Logo Questions Linux Laravel Mysql Ubuntu Git Menu
 

Best way to merge multiple STL containers, removing duplicate elements?

Tags:

c++

stl

I have two STL containers that I want to merge, removing any elements that appear more than once. For example:

typedef std::list<int> container;
container c1;
container c2;

c1.push_back(1);
c1.push_back(2);
c1.push_back(3);

c2.push_back(2);
c2.push_back(3);
c2.push_back(4);

container c3 = unique_merge(c1, c2);
// c3 now contains the following 4 elements:
//   1, 2, 3, 4

std::unique seems to be for adjacent elements only, and in my case the containers could be in any order.
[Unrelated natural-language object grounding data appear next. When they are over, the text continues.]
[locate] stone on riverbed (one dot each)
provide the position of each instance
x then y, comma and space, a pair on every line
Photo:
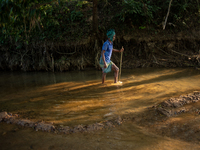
44, 127
3, 115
I could do some std::set trickery I guess:

container unique_merge(const container& c1, const container& c2)
{
    std::set<container::value_type> s;
    BOOST_FOREACH(const container::value_type& val, c1)
        s.insert(val);
    BOOST_FOREACH(const container::value_type& val, c2)
        s.insert(val);
    return container(s.begin(), s.end());
}

Is there a better way or have I missed something bleeding obvious?

like image 592
Rob Avatar asked Nov 11 '08 15:11

Rob


2 Answers

You are going to need to either sort (either explicitly, or implicitly via a sorted container like set).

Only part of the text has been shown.